I’m sure you’ve all read a book that gives up too many clues before the mystery has been solved. It’s irritating, right? You probably say to yourself, “Why should I even finish this?” Maybe you don’t or maybe you stick around just to see if there is a twist (and then are really disappointed when there isn’t).

These giveaways happen in other areas of writing too. Maybe the author uses stereotypes or slams you over the head with their political platform. (And FYI, stories with a moral are totally out of style. Apparently agents want us to leave that kind of writing to Aesop).

This is actually something I’m struggling with right now with my WIP…not because I want to put a moral into the story but because I’m afraid someone will imagine there is more meaning than I intended. The world I’ve created is divided into three groups of people. The rulers aren’t exactly evil, but they are close-minded and fearful of change. I’m not making a statement about our world, any particular government, or any political party. It’s just a story.
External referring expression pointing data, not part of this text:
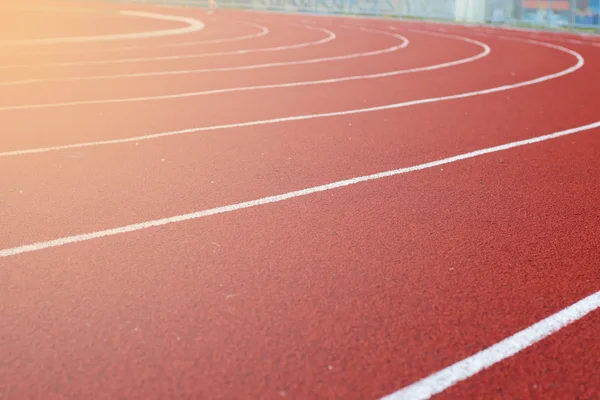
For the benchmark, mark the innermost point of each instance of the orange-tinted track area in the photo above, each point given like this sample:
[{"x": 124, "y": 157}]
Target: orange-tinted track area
[{"x": 249, "y": 205}]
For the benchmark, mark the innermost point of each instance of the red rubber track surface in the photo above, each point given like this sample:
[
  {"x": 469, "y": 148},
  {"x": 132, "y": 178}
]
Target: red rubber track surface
[{"x": 348, "y": 293}]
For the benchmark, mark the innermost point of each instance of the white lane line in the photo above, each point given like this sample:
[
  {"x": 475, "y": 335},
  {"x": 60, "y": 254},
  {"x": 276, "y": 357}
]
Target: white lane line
[
  {"x": 405, "y": 43},
  {"x": 580, "y": 62},
  {"x": 281, "y": 197},
  {"x": 448, "y": 377},
  {"x": 545, "y": 37},
  {"x": 330, "y": 36},
  {"x": 486, "y": 51},
  {"x": 263, "y": 30},
  {"x": 193, "y": 25}
]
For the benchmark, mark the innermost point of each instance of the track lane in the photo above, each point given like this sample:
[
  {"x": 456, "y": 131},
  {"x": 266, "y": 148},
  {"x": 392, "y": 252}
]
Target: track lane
[
  {"x": 291, "y": 384},
  {"x": 88, "y": 180},
  {"x": 559, "y": 367},
  {"x": 358, "y": 262},
  {"x": 174, "y": 114}
]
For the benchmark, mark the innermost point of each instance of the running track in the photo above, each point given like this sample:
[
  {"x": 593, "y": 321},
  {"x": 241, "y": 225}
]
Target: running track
[{"x": 264, "y": 206}]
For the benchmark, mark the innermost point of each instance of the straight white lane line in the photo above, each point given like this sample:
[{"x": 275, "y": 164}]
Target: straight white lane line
[
  {"x": 405, "y": 43},
  {"x": 470, "y": 366},
  {"x": 575, "y": 67},
  {"x": 193, "y": 25},
  {"x": 284, "y": 196}
]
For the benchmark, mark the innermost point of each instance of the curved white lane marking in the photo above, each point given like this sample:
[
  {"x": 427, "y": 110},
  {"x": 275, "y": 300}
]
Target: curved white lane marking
[
  {"x": 484, "y": 53},
  {"x": 193, "y": 25},
  {"x": 330, "y": 36},
  {"x": 263, "y": 30},
  {"x": 580, "y": 62},
  {"x": 470, "y": 366},
  {"x": 28, "y": 248}
]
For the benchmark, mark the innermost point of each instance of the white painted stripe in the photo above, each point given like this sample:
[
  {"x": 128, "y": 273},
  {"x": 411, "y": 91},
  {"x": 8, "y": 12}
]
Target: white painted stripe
[
  {"x": 224, "y": 69},
  {"x": 404, "y": 44},
  {"x": 193, "y": 25},
  {"x": 330, "y": 36},
  {"x": 578, "y": 65},
  {"x": 263, "y": 30},
  {"x": 281, "y": 197},
  {"x": 448, "y": 377}
]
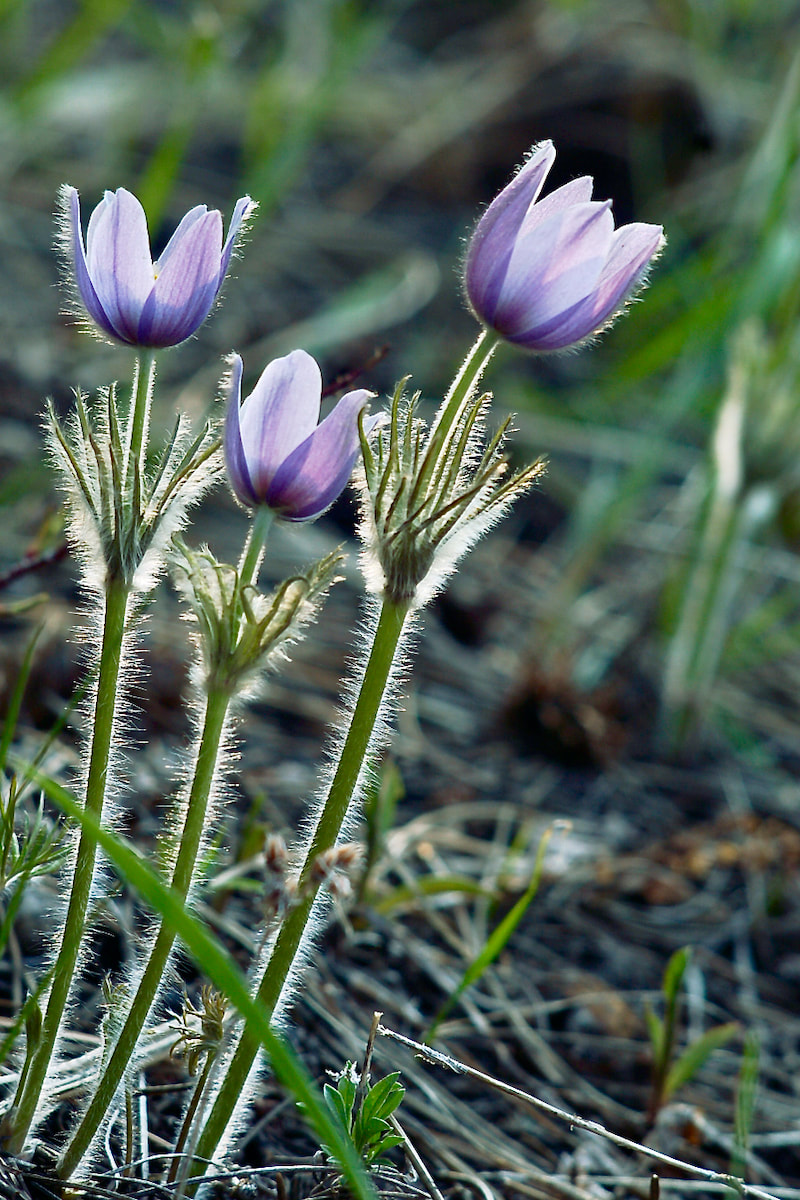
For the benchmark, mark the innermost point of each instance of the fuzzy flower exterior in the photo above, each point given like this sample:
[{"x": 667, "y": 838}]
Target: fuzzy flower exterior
[
  {"x": 546, "y": 274},
  {"x": 276, "y": 453},
  {"x": 130, "y": 298}
]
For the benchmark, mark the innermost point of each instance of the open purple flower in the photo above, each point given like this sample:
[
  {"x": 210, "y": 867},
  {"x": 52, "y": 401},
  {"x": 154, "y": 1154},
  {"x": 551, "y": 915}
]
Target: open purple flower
[
  {"x": 275, "y": 450},
  {"x": 547, "y": 274},
  {"x": 127, "y": 295}
]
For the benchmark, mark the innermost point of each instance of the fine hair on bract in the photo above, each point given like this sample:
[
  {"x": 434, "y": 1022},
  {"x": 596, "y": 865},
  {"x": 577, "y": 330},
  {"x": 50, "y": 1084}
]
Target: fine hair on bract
[{"x": 336, "y": 736}]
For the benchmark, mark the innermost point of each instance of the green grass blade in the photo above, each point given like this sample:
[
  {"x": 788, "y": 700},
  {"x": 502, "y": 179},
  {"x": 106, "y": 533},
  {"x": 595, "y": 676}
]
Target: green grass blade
[
  {"x": 695, "y": 1055},
  {"x": 498, "y": 939},
  {"x": 222, "y": 971}
]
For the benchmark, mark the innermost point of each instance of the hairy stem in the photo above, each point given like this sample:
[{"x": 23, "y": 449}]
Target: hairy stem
[
  {"x": 139, "y": 418},
  {"x": 116, "y": 606},
  {"x": 334, "y": 811},
  {"x": 191, "y": 838}
]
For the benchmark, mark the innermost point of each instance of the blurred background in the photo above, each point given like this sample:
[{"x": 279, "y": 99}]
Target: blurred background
[
  {"x": 626, "y": 651},
  {"x": 372, "y": 135}
]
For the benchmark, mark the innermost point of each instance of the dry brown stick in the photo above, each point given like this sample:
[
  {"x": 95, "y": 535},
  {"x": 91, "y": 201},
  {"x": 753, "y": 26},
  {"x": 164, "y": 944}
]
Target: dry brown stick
[{"x": 575, "y": 1121}]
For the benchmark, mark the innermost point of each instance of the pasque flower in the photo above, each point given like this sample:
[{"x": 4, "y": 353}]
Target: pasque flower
[
  {"x": 127, "y": 295},
  {"x": 276, "y": 453},
  {"x": 546, "y": 274}
]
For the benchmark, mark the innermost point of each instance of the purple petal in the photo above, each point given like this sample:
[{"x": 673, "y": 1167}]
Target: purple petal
[
  {"x": 632, "y": 250},
  {"x": 280, "y": 413},
  {"x": 119, "y": 262},
  {"x": 492, "y": 243},
  {"x": 235, "y": 460},
  {"x": 242, "y": 211},
  {"x": 186, "y": 287},
  {"x": 85, "y": 287},
  {"x": 317, "y": 471},
  {"x": 577, "y": 191},
  {"x": 554, "y": 267},
  {"x": 186, "y": 223}
]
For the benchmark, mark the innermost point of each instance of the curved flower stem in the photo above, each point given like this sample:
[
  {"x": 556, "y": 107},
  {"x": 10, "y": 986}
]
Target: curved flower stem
[
  {"x": 253, "y": 551},
  {"x": 334, "y": 811},
  {"x": 190, "y": 840},
  {"x": 139, "y": 418},
  {"x": 190, "y": 843},
  {"x": 116, "y": 605},
  {"x": 464, "y": 384}
]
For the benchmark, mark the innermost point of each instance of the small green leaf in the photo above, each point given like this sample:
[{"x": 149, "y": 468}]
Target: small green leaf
[
  {"x": 655, "y": 1032},
  {"x": 695, "y": 1055},
  {"x": 382, "y": 1098}
]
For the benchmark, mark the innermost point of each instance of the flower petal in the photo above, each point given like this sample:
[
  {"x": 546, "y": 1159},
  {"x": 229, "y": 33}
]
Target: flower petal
[
  {"x": 492, "y": 243},
  {"x": 118, "y": 261},
  {"x": 235, "y": 460},
  {"x": 242, "y": 213},
  {"x": 186, "y": 287},
  {"x": 577, "y": 191},
  {"x": 317, "y": 471},
  {"x": 632, "y": 250},
  {"x": 278, "y": 414}
]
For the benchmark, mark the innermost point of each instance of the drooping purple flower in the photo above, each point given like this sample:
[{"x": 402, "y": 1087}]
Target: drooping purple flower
[
  {"x": 547, "y": 274},
  {"x": 275, "y": 450},
  {"x": 127, "y": 295}
]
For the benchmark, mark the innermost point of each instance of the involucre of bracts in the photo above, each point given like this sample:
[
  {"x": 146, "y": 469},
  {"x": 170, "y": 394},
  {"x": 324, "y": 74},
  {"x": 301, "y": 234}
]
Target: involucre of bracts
[
  {"x": 241, "y": 630},
  {"x": 121, "y": 527},
  {"x": 428, "y": 493}
]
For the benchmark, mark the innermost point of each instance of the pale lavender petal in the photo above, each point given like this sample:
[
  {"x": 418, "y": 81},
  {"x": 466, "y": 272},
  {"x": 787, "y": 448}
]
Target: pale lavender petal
[
  {"x": 186, "y": 288},
  {"x": 632, "y": 250},
  {"x": 242, "y": 211},
  {"x": 492, "y": 243},
  {"x": 577, "y": 191},
  {"x": 85, "y": 287},
  {"x": 235, "y": 460},
  {"x": 186, "y": 223},
  {"x": 119, "y": 263},
  {"x": 280, "y": 413},
  {"x": 554, "y": 267},
  {"x": 317, "y": 471}
]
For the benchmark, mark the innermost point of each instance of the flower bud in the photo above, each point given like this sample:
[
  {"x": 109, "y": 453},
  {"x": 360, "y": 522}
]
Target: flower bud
[
  {"x": 128, "y": 297},
  {"x": 546, "y": 274},
  {"x": 275, "y": 450}
]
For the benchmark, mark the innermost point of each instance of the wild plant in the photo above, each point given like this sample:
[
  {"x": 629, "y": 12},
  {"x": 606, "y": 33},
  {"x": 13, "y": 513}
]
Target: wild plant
[{"x": 541, "y": 274}]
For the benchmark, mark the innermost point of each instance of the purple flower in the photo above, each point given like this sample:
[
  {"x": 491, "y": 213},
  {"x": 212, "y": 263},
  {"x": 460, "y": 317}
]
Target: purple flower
[
  {"x": 127, "y": 295},
  {"x": 546, "y": 274},
  {"x": 276, "y": 453}
]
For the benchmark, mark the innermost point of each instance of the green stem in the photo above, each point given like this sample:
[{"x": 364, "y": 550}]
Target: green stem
[
  {"x": 191, "y": 838},
  {"x": 138, "y": 418},
  {"x": 352, "y": 759},
  {"x": 116, "y": 604},
  {"x": 188, "y": 1116},
  {"x": 253, "y": 551},
  {"x": 463, "y": 385}
]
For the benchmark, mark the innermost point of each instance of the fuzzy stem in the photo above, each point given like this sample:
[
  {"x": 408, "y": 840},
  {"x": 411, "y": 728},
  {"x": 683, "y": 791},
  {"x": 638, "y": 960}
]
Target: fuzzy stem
[
  {"x": 191, "y": 838},
  {"x": 116, "y": 604},
  {"x": 343, "y": 785},
  {"x": 138, "y": 418},
  {"x": 188, "y": 1116}
]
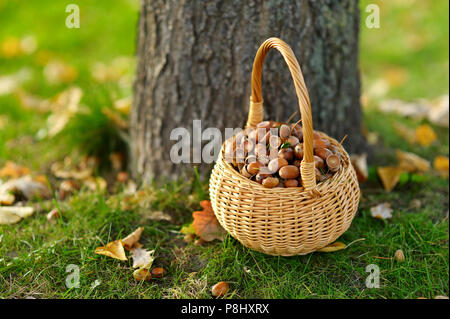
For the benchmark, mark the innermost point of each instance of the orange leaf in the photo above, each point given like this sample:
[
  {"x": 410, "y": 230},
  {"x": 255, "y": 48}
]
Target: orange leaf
[
  {"x": 13, "y": 170},
  {"x": 424, "y": 135},
  {"x": 441, "y": 165},
  {"x": 132, "y": 240},
  {"x": 389, "y": 176},
  {"x": 337, "y": 245},
  {"x": 206, "y": 225},
  {"x": 113, "y": 249},
  {"x": 411, "y": 163}
]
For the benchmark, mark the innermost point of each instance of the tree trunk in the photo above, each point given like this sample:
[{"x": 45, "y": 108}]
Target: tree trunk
[{"x": 195, "y": 59}]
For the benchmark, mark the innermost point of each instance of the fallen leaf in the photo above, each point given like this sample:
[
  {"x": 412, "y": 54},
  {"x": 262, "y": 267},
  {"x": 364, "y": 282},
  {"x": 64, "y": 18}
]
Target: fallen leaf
[
  {"x": 337, "y": 245},
  {"x": 359, "y": 163},
  {"x": 13, "y": 170},
  {"x": 408, "y": 134},
  {"x": 132, "y": 240},
  {"x": 425, "y": 135},
  {"x": 158, "y": 272},
  {"x": 220, "y": 289},
  {"x": 53, "y": 214},
  {"x": 399, "y": 255},
  {"x": 389, "y": 175},
  {"x": 27, "y": 187},
  {"x": 142, "y": 258},
  {"x": 381, "y": 211},
  {"x": 441, "y": 164},
  {"x": 142, "y": 274},
  {"x": 206, "y": 225},
  {"x": 411, "y": 163},
  {"x": 6, "y": 199},
  {"x": 188, "y": 229},
  {"x": 57, "y": 72},
  {"x": 13, "y": 214},
  {"x": 113, "y": 249},
  {"x": 95, "y": 184}
]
So here’s my question: Do you think that all the classical writers intended for modern-day readers to dissect their works looking for meaning? Or did they just write because they wanted to tell a story?

*I almost titled this post, “The Write Touch” but it was so cliche I wanted to gag. And, every time I thought about it New Kids on the Block’s “The Right Stuff” would play in my head. No one wants to hear ohoh-oh-ohoh over and over again while imagining teenage boys doing a weird-looking penguin shuffle step. Right?

8 Comments

  • Lindsay N. Currie

    Okay, I’m a repeat offender in the dissection department. My focus in college was literary criticism. I think this depends on the writer. I have no idea if Shakespeare ever imagined we’d be sitting around in 2011 debating his sexuality and identity/social rank, but some of the innuendos make it hard for me to imagine that he didn’t want us to. Same for others – it just so happens that some of their agendas (social or political) are more obvious to me. Suzanne Collins Hunger Games seemed like a very obvious example of an agenda to me, but then again, perhaps it didn’t to someone else. Probably depends on the reader and the writer. . . two constantly changing variables. Have I confused everyone yet??

  • Sierra Gardner

    I don’t think there is actually anything wrong with ‘saying something’ in a story, as long as you trust the reader enough not to beat them over the head with it. Some stories are just entertaining, but the ones I like the best are the ones that make me re-evaluate my life a little.

  • Becky Wallace

    @Lindsay: I get it! I wrote a thesis on Christian allusions in Shakespearean literature…sometimes I found them and sometimes it was a stretch. To support my paper, I “found” allusions when I needed them.

  • Carol Riggs

    Ha, who knows if the classical writers REALLY had all that below-the-surface stuff going on as a conscious thing. Even with me, I figure some of that stuff out LATER in my books. But I suppose some (not all) writers have done it on purpose; they write on a totally diff level, very complexly.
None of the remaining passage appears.